What are your tips for creating a classic, traditional home that feels fresh and relevant?
Mixing styles — layer important pieces with casual pieces. I love when traditional pieces are jazzed up with a more modern fabric or an unexpected element, like mirroring on the back of your grandmother’s breakfront. It is like jeans with a silk shirt and a leather jacket. It’s all about texture and scale. It does take an eye of a designer with a bit of practice to get the mix right, but mostly it comes down to courage and the confidence to bring together the pieces you love now and will love forever.

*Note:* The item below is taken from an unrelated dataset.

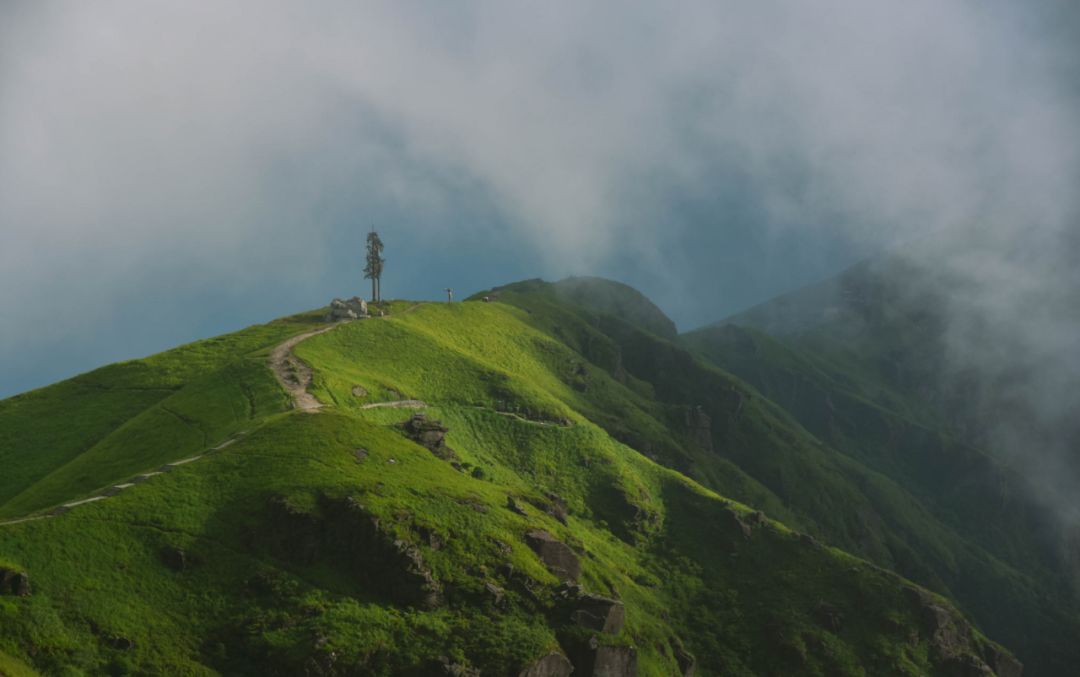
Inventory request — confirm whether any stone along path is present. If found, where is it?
[270,321,348,411]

You’ve said that “Things don’t have to be important to be beautiful.” Can you elaborate?
My favorite antiques are in nature — shells, coral, rocks, fossils. One of my favorite accessories on my cocktail table is a glass jar with sand in the bottom and filled with tortoise-colored shells. Maybe it’s my love of the sea, but it makes me happy to look at. I love the textures and the fact that everything in the jar is real and has a history from some place wonderful. Candles and flowers transform any place. Think of how empty your home feels after you take down the Christmas tree — the light and smell and color light up your home with memories and romance. That can happen easily all year long with flowers and candles. It’s a gift to yourself and to your guests. What’s better than a bath with a candle lit and a glass of champagne sparkling in the reflection of the light?

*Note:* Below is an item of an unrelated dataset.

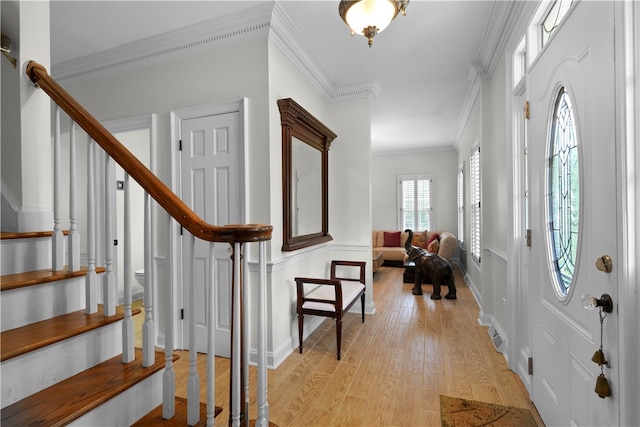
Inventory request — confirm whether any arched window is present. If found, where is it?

You’ve said that the “right mix” of furnishings and accessories is what makes a space appealing. Do you have a “formula” for achieving the right balance within a room?
I always do a floor plan to make sure the space communicates well, and then I fill in the pieces. I often start with the rug and windows and then fill in the rest. But oftentimes, one piece of art can inspire the entire space. The mix is combining matte fabrics like linen with smooth fabrics as accents, like velvets. I’m always sure to have a comfortable throw on every sofa. Textures are so important in making sure that a room is not too “precious,” or no one will feel comfortable in it. I do not like what I call “embassy decorating” — rooms you just walk by and look at. All my rooms draw the person in and evoke comfort, inviting you to stay awhile and enjoy. And last but not least, don’t forget that every room needs a bar for instant entertaining!

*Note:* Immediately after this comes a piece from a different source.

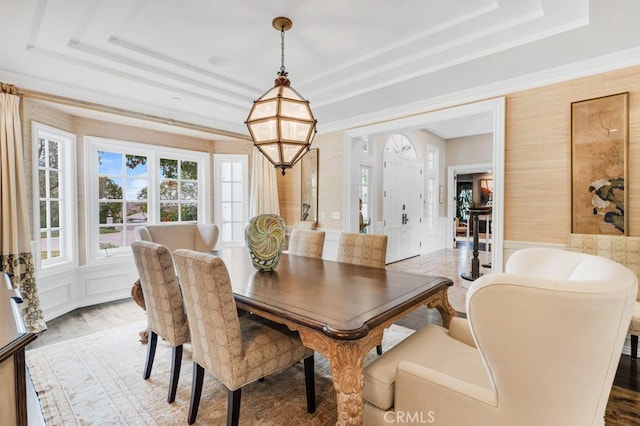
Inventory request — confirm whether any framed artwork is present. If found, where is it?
[300,148,318,222]
[571,92,629,235]
[480,179,493,206]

Where do you continually find fresh inspiration, project after project?
Architecture and gardens usually speak to me. It’s funny, I see most rooms finished and work backwards. It may be a gift or insanity, but I also read magazines from the back forward. I like to see things complete. A client will show me one item or tell me a story or feeling, and it then becomes a vision for me to complete their thought! Imagination is a funny thing, it just comes to you in many ways. Sometimes it is as simple as the color in a bouquet, or a sample on our floor in the showroom.

Your expertise is in building, as well as furnishing, exceptional homes. Which is more challenging and why?
Decorating to me is like putting makeup on a beautiful woman. The importance is to have the bones right in the first place, and the rest is easy. My background is in architecture, and I always begin by making sure the spaces and the “bones” of a house function for my client’s lifestyle. The decoration is the icing on the cake. As an accomplished full-service design firm, we do perform architectural trickery with decoration at times. Good design accentuates the best of the room and hides the flaws.

What’s next? Are you working on another book?
I really should. I think there is a third book in me and have thought about it, but am busy with projects on the East Coast and South Florida. I love renovation and transforming “Cinderella” acts on forgotten architecture. Design is an all-consuming passion and I always love a new challenge.